As the global human rights community readies to celebrate tomorrow the 25th anniversary of the adoption of the Convention on the Rights of the Child, the United Nations committee charged with monitoring its implementation highlighted the right of children to actively participate – and not just be heard – in discussions that affect their lives and communities.
“Let us stop talking about ‘allowing’ young people to participate – it is, firstly, a right of the child,” the UN Committee on the Rights of the Child emphasized today in a press release from the Office of the UN High Commissioner for Human Rights (OHCHR).
“Secondly, when children take part in discussions on matters affecting their lives, problems they face are more likely to be addressed meaningfully if their views are taken into account,” the Committee added.
The Convention on the Rights of the Child was adopted by the UN General Assembly on 20 November 1989 and to date has been ratified by 194 countries, making it the most widely ratified international human rights treaty.

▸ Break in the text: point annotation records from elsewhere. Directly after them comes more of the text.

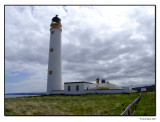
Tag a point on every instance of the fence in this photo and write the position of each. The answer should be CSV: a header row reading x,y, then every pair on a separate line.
x,y
132,107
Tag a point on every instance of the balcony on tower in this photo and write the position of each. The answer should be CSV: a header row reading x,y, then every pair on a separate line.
x,y
56,23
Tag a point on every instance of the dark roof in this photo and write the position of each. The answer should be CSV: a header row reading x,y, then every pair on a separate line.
x,y
77,82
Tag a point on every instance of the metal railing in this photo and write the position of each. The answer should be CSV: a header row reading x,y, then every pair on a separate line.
x,y
132,107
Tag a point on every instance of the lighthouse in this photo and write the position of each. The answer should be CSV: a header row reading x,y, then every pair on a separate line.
x,y
54,79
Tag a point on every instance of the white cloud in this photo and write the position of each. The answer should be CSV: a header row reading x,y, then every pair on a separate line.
x,y
111,42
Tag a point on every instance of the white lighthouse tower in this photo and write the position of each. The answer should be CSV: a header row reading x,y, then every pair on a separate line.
x,y
54,80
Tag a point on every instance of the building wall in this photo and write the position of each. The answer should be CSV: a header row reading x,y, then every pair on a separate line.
x,y
54,81
73,88
100,85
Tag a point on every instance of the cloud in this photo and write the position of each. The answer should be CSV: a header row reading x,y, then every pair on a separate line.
x,y
116,43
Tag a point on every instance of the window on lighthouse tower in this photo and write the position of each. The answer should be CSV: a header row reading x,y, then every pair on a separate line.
x,y
52,32
51,50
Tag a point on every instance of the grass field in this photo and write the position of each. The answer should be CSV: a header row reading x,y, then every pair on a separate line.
x,y
92,104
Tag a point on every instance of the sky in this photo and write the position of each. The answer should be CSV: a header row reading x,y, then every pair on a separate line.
x,y
115,43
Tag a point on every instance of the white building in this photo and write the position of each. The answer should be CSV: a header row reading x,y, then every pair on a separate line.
x,y
54,81
82,87
76,87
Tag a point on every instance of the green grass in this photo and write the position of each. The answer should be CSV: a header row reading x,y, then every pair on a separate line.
x,y
104,88
92,104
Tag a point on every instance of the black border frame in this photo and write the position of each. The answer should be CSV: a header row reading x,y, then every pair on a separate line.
x,y
86,5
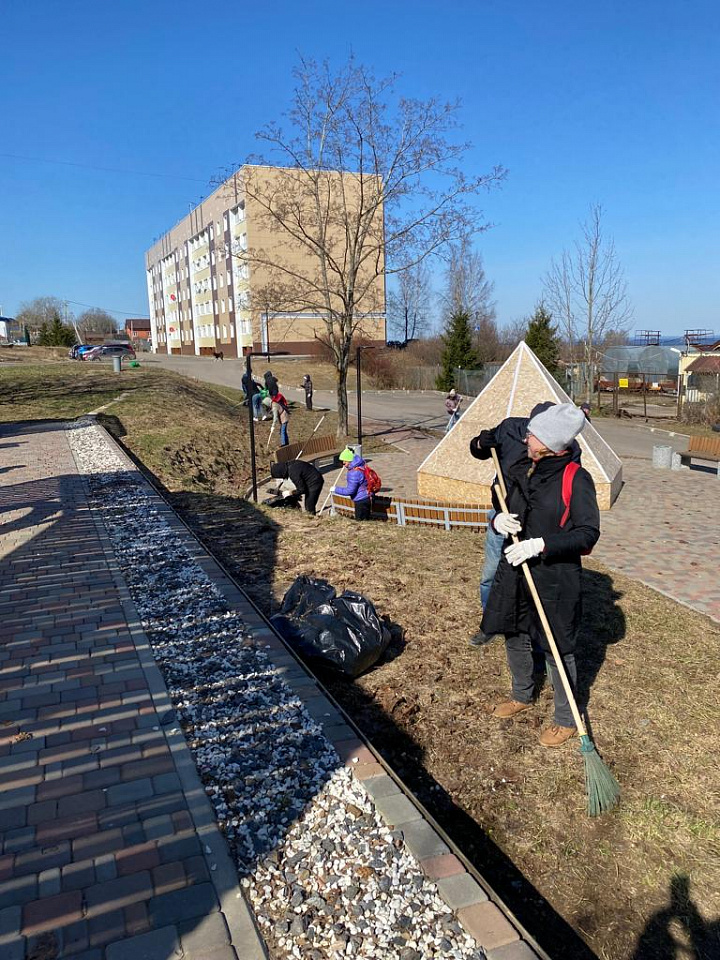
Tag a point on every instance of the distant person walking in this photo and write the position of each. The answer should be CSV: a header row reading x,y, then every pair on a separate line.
x,y
271,384
356,487
307,479
281,414
307,387
452,406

Its adoption marked the first time that children were explicitly recognized as having specific rights.
Noting that since the Convention’s adoption, it could point to improvement in children’s lives worldwide, the Committee underscored that too many children still “suffer violations of their rights and especially violence, exploitation and neglect, discrimination, denial of health services or a decent education.”
It is important to remember that children can be “active agents of change in their families, in their schools, in their communities and in their countries,” the Committee said. While children may at times have views different than those of adults, “this is as it should be. Children are valuable members of our societies as children,” the Committee stressed.
“Creating the future we want, the future that will shape the lives of children and their children, depends on how we act now, and for that children’s participation is as important as that of adults,” the Committee added.
The Committee on the Rights of the Child comprises 18 independent experts and monitors implementation of the Convention on the Rights of the Child by its State parties. It also monitors implementation of two Optional Protocols to the Convention, on involvement of children in armed conflict and on sale of children, child prostitution and child pornography.
As part of celebrations to mark the anniversary of the Convention’s adoption, the General Assembly will hold a high-level meeting at UN Headquarters in New York tomorrow morning on the promotion and protection of the rights of children. An interactive panel discussion on the theme of 25 Years of the Convention on the Rights of the Child: is the world a better place for children?, co-chaired by Queen Silvia of Sweden and Ms. Laura Vargas Carrillo of Mexico, will be held in the afternoon.
Also tomorrow morning, a high-level panel discussion on the “25th anniversary of the adoption of the Convention on the Rights of the Child: recalling its vision,” organized by the Office of the Special Representative of the Secretary-General on Violence against Children, will be held at the UN in New York. Several missions will also hold side events.
In addition, the UN Children’s Fund (UNICEF) will hold a musical celebration tomorrow morning at UN Headquarters to mark the anniversary of the Convention, as well as the 60th anniversary of the agency’s Goodwill Ambassador Programme and the 35th anniversary of the Music for UNICEF concert.
The occasion will also serve to launch the UNICEF #IMAGINE project, a musical and technological initiative to highlight the challenges children face the world over. The agency will also use the opportunity of the occasion to launch its latest State of the World’s Children report.